Your implementation is a nearly one-to-one implementation of the C++ from Geeks and it appears rather C++-ish.


When it comes to naming, you should call your members after what they do or represent, - not after how they do it or is: DFS() as well as _list tell me nothing.


        for (int row = i - 1; row <= i + 1 && row < boggle.GetLength(0); row++)
        {
            for (int col = j - 1; col <= j + 1 && col < boggle.GetLength(1); col++)
            {
                if (col >= 0 && row >= 0 && !visited[row, col])
                {
                    DFS(row, col, boggle, dictionary, str, visited);
                }
            }
        }

IMO this way to determine the boundaries of the loops is hard to follow. The stop conditions are calculated in the for-statements while the start conditions are determined half in the for-statements and half in the if-statement.

A more clean and C#-ish way could be something like:

  int minRow = Math.Max(0, row - 1);
  int maxRow = Math.Min(rows, row + 2);
  int minCol = Math.Max(0, col - 1);
  int maxCol = Math.Min(cols, col + 2);

  for (int r = minRow; r < maxRow; r++)
  {
    for (int c = minCol; c < maxCol; c++)
    {
      if (!visited[r, c])
        Search(r, c);
    }
  }

The conditions are calculated once before the loops and hence separated nicely from the loops, and the loops are immediately easy to read and understand. For rows and cols see below.

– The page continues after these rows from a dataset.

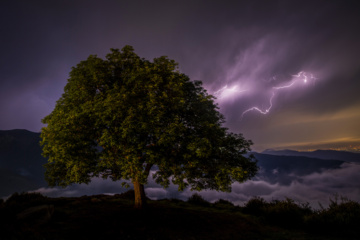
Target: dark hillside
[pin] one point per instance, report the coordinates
(32, 216)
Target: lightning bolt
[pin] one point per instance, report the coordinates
(301, 76)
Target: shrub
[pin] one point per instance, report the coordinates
(287, 213)
(197, 199)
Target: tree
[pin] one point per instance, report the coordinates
(120, 117)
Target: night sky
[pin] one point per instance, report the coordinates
(252, 51)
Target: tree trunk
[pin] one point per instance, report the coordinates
(140, 197)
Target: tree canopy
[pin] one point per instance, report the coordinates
(120, 116)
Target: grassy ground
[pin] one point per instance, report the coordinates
(104, 217)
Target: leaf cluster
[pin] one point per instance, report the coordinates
(120, 116)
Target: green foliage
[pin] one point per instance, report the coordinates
(197, 199)
(122, 115)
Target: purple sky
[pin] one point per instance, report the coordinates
(254, 46)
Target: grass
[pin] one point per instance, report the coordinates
(101, 216)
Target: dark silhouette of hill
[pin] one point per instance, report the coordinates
(321, 154)
(285, 169)
(21, 163)
(33, 216)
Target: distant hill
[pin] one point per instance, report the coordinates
(320, 154)
(21, 163)
(285, 169)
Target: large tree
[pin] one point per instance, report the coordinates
(120, 116)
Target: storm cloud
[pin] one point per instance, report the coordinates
(250, 45)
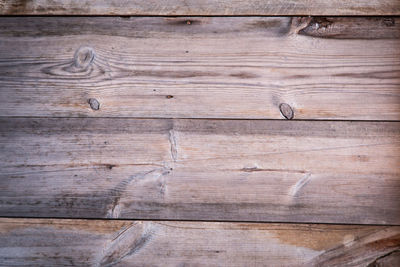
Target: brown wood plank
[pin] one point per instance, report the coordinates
(199, 7)
(40, 242)
(201, 67)
(239, 170)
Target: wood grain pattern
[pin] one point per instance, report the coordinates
(199, 7)
(52, 242)
(239, 170)
(201, 67)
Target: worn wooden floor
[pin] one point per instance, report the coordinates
(200, 133)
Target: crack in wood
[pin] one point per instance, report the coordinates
(116, 193)
(127, 243)
(173, 142)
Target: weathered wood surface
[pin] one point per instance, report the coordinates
(201, 67)
(40, 242)
(199, 7)
(240, 170)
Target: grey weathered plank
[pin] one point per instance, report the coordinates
(199, 7)
(40, 242)
(251, 170)
(201, 67)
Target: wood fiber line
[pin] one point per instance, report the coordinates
(49, 242)
(337, 68)
(235, 170)
(200, 7)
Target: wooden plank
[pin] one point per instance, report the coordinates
(236, 170)
(201, 67)
(199, 7)
(52, 242)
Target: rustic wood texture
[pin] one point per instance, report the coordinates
(201, 67)
(240, 170)
(199, 7)
(39, 242)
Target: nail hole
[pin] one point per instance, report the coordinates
(286, 111)
(110, 166)
(83, 57)
(94, 104)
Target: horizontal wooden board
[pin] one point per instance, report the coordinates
(199, 7)
(201, 67)
(39, 242)
(238, 170)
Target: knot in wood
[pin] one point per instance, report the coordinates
(83, 57)
(94, 104)
(286, 111)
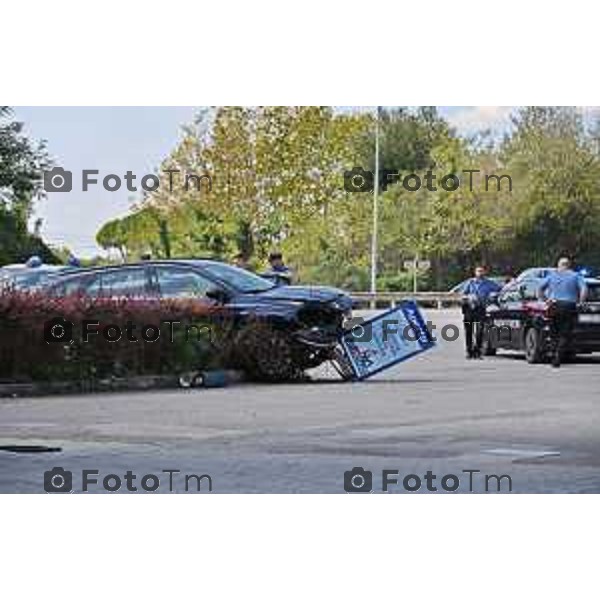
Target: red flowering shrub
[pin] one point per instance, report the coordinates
(43, 338)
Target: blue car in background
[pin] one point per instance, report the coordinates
(22, 277)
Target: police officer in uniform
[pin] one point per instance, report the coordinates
(562, 289)
(475, 297)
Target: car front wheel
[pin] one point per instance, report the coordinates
(266, 354)
(533, 346)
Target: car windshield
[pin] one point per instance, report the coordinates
(239, 279)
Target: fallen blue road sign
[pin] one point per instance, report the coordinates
(386, 340)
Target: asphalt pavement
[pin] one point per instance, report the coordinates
(436, 422)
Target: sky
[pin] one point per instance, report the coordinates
(137, 139)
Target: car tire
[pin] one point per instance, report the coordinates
(534, 352)
(266, 354)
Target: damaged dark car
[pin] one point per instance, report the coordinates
(276, 333)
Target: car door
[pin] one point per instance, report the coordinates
(126, 282)
(174, 281)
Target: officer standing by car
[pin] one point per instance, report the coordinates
(475, 297)
(562, 290)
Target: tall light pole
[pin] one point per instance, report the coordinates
(375, 208)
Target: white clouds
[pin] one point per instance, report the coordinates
(475, 118)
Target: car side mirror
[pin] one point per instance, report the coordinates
(218, 295)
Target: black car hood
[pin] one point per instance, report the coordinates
(288, 294)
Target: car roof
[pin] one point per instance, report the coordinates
(193, 262)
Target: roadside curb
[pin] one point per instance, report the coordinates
(113, 384)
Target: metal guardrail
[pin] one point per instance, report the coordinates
(437, 299)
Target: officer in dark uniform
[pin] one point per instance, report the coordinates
(562, 289)
(475, 297)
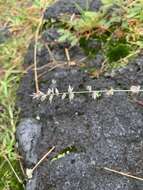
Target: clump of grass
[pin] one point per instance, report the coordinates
(21, 18)
(117, 26)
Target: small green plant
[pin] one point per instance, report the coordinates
(117, 26)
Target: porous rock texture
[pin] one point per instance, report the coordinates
(93, 134)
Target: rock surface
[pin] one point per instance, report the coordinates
(88, 134)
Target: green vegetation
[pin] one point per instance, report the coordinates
(117, 26)
(22, 18)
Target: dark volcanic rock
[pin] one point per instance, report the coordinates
(88, 134)
(28, 133)
(4, 34)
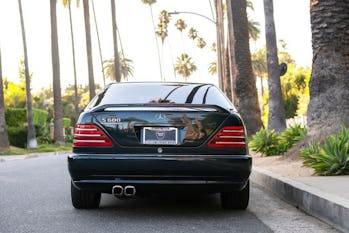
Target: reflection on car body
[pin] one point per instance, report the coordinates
(160, 137)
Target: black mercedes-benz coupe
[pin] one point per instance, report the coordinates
(161, 137)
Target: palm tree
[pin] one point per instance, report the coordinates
(4, 142)
(91, 81)
(31, 138)
(243, 81)
(57, 96)
(98, 40)
(222, 76)
(76, 97)
(150, 3)
(125, 65)
(328, 109)
(185, 67)
(117, 73)
(277, 117)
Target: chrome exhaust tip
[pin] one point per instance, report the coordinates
(117, 190)
(129, 191)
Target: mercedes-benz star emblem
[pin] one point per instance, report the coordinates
(160, 116)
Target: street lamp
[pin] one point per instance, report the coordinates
(219, 52)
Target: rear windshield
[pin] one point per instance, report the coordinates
(176, 93)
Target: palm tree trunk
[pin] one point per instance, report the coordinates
(4, 142)
(328, 108)
(57, 96)
(243, 79)
(220, 45)
(276, 118)
(115, 41)
(156, 41)
(76, 97)
(91, 81)
(99, 41)
(31, 139)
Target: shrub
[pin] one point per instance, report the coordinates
(330, 158)
(270, 143)
(40, 117)
(66, 122)
(17, 136)
(18, 116)
(292, 135)
(16, 119)
(15, 116)
(265, 142)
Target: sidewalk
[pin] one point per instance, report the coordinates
(5, 158)
(325, 197)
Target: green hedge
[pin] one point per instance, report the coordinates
(18, 116)
(66, 122)
(16, 120)
(17, 136)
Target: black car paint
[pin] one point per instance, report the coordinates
(189, 166)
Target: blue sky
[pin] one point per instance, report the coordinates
(137, 39)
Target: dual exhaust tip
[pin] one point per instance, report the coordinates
(127, 191)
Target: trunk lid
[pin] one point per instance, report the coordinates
(180, 126)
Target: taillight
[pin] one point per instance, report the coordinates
(229, 137)
(90, 135)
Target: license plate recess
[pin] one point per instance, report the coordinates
(160, 136)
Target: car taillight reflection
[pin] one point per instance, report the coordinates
(229, 137)
(90, 135)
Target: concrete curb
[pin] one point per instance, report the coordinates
(5, 158)
(329, 208)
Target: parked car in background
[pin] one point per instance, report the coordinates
(160, 137)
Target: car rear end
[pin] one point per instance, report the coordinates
(143, 138)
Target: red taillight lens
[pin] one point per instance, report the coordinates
(90, 135)
(229, 137)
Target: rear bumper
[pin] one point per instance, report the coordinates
(154, 173)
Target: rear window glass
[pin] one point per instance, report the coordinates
(144, 93)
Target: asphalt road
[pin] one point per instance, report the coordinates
(35, 197)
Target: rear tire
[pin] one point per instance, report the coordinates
(82, 199)
(236, 200)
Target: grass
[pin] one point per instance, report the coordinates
(41, 148)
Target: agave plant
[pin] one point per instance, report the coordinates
(292, 135)
(265, 142)
(212, 68)
(331, 158)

    private bool IsWord(string str, string[] dictionary)
    {
        for (int i = 0; i < dictionary.Length; i++)
        {
            if (string.CompareOrdinal(str, dictionary[i]) == 0)
            {
                return true;
            }
        }
        return false;
    }

In C# this is a one-liner:

    private bool IsWord(string str, string[] dictionary)
    {
        return dictionary.Contains(str);
    }

        str.Remove(str.Length - 1, 1);

On the StringBuilder it is possible to set the length, which might be faster than removing a sequence of the one last character:

str.Length -= 1;

About the overall design:

On the one hand you let _list be a class member, while all other variables are arguments to the methods. I think I would make a statefull object having as many of the variables as possible as members:

  class WordFinder
  {
    private readonly char[,] boggle;
    private readonly bool[,] visited;
    private readonly int rows;
    private readonly int cols;
    private readonly List<string> words = new List<string>();
    private readonly StringBuilder word = new StringBuilder();
    private string[] dictionary;

    public WordFinder(char[,] boggle)
    {
      this.boggle = boggle;
      rows = boggle.GetLength(0);
      cols = boggle.GetLength(1);
      visited = new bool[rows, cols];
    }
    ...

Other than a reduced set of arguments for the methods one benefit is that the calculation of the boggle dimensions is done once here.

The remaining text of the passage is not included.